The second letter was written by the Defendant’s advocates, M/s Wangong’u & Company Advocates, on 9th April 2003. The relevant portion of that letter reads as follows:-
“Our client regrets that the church was not able to proceed with the purchase of the above property. His principals were in the process of relocating, anticipating the completion of this transaction and did make commitments to the third parties by way of payment of deposits which has resulted in delay in making refund.
Arrangements are however almost complete to transmit funds from overseas and we have been instructed to liaise in the payment and furnish you with our undertaking to pay to you the sums outstanding upon receipt thereof.”
Once again, the letter makes reference to the Defendant’s principals, who were in the process of relocating in anticipation of completion of the transaction. For that reason, the principals are said to have made commitments to third parties by way of deposits, thus resulting in the delay in making the refunds.
At the moment, it appears that the said letter does not constitute an unequivocal admission of liability by the Defendant.
Another issue which does not come out clearly from the documents now available to the court, is how the Defendant is said to have become aware of the fact that the Plaintiff borrowed money from Barclays Bank of Kenya Limited on 17th October 1997. There is no evidence yet before the court to show how and when the Defendant became aware of that borrowing.
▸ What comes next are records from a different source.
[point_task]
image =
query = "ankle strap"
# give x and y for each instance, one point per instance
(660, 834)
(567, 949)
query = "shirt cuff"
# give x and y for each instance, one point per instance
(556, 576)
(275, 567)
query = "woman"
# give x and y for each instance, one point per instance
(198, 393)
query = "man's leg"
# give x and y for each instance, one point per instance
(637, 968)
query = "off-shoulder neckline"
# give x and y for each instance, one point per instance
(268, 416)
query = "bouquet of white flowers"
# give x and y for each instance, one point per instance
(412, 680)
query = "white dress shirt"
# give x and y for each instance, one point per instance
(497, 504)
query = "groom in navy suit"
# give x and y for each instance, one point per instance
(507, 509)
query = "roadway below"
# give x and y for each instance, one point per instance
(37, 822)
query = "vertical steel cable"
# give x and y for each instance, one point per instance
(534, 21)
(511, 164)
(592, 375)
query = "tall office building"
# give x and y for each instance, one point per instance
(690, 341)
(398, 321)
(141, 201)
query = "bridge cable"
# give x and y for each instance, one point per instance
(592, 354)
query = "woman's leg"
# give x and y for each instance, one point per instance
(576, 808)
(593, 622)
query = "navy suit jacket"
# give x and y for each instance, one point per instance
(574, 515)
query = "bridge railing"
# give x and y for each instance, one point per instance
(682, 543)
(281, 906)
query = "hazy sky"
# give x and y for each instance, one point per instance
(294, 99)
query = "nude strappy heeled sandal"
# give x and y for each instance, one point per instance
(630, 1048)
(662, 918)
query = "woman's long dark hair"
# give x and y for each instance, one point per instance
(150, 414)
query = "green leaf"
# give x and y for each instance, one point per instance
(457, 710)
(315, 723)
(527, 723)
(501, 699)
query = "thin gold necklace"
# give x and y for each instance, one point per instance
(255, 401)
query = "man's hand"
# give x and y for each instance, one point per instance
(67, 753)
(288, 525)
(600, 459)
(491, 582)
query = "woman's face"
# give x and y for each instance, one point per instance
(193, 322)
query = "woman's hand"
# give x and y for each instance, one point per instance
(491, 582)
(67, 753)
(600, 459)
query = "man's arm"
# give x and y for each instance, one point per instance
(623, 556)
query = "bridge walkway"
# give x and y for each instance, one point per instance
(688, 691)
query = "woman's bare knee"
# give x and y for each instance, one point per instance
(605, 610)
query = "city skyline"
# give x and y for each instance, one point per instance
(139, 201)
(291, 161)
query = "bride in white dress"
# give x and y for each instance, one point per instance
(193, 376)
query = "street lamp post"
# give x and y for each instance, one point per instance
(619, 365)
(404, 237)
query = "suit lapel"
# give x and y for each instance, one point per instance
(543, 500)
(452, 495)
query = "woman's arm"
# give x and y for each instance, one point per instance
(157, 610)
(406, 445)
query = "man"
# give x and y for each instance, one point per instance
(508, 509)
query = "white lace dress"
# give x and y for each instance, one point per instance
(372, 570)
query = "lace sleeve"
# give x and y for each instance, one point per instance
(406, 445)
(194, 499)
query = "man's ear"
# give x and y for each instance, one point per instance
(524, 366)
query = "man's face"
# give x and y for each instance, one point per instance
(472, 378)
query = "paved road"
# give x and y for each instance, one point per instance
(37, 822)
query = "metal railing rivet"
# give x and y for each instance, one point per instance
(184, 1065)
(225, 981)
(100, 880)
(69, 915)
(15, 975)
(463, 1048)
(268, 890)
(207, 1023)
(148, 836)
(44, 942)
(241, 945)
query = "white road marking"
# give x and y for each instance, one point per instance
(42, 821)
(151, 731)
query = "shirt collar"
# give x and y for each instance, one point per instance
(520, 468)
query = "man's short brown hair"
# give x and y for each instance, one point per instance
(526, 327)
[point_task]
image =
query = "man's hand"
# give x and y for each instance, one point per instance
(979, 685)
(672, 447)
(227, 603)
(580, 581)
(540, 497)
Therefore, the Plaintiff would have to adduce evidence to prove its entitlement to demand that the Defendant should pay interest at 29% per annum, from 17th October 1997.
In the final analysis, I find that the Defence and the Replying Affidavit do give rise to triable issues. Accordingly, the Defence is not a proper candidate for striking out, nor is this a proper case for the grant of summary judgement. The motion is therefore denied, with costs.
Dated and Delivered at Nairobi this 27th day of July 2005.